= Gandhi Memorial Asram =

Heritage institution in West Bengal

Gandhi Memorial Asram popularly known as Sodepur Khadi Ashram is a heritage institution of Sodepur, Panihati, North 24 Parganas in the Indian state of West Bengal.

==History==
This Ashram was established in 1924 by the Gandhian activist, scientist and inventor, Satish Chandra Dasgupta, former superintendent of Bengal Chemicals. This was founded as a Khadi Pratisthan.

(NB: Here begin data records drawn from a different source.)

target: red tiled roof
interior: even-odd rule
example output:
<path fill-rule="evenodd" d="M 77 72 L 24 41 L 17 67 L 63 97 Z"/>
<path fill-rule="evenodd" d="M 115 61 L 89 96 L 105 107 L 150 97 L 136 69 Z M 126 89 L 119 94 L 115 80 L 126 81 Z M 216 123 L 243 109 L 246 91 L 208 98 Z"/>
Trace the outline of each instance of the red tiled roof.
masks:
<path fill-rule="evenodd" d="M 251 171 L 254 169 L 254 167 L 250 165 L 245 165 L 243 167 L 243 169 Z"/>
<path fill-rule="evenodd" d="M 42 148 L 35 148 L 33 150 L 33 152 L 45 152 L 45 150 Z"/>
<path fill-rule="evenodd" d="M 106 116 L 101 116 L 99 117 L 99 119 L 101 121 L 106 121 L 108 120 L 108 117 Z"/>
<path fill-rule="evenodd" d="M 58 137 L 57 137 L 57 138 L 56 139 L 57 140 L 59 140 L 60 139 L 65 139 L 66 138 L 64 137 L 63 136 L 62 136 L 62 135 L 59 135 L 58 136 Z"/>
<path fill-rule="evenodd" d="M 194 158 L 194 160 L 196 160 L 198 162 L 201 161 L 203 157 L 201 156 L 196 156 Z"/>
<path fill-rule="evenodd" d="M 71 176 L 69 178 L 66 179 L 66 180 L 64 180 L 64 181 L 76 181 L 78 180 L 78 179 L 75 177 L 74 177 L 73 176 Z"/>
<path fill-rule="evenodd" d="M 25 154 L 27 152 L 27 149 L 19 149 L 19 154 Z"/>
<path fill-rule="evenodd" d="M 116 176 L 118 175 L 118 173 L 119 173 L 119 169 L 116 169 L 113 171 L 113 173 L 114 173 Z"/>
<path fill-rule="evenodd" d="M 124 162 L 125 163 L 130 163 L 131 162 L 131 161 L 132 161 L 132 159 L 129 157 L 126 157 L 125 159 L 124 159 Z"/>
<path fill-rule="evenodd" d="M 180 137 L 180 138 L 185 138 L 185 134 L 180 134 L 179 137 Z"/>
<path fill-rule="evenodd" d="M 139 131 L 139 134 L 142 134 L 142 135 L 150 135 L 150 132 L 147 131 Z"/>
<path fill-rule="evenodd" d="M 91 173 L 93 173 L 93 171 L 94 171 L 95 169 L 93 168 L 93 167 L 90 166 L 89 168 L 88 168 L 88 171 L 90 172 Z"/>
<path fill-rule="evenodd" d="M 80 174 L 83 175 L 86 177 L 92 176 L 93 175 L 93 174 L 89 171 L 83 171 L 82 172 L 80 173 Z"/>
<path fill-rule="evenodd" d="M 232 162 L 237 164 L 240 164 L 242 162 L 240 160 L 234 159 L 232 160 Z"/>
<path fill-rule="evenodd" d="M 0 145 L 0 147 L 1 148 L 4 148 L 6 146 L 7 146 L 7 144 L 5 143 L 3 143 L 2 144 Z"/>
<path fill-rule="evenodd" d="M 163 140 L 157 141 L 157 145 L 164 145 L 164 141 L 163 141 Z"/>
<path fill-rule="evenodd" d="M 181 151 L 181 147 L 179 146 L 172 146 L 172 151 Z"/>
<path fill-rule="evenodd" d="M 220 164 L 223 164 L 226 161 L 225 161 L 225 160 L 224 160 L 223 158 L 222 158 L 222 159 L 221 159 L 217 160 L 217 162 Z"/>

The institution occupies an important place in Indian Freedom Struggle and which Mahatma Gandhi himself called his second home like Sabarmati Ashram. He visited the place several times during the period of 1939 to 1947. Topmost leader of Indian National Congress came here. Dr. Rajendra Prasad, Subhas Chandra Bose, Jawahar Lal Nehru, Vallabhbhai Patel, Sarat Chandra Bose, Syama Prasad Mukherjee, G. D. Birla, Khan Abdul Gaffar Khan, Sarojini Naidu, Huseyn Shaheed Suhrawardy visited the Ashram time to time. Subhash Chandra took his decision to leave Congress, launched All India Forward Bloc after the historic three days meeting held at Gandhi Memorial Asram.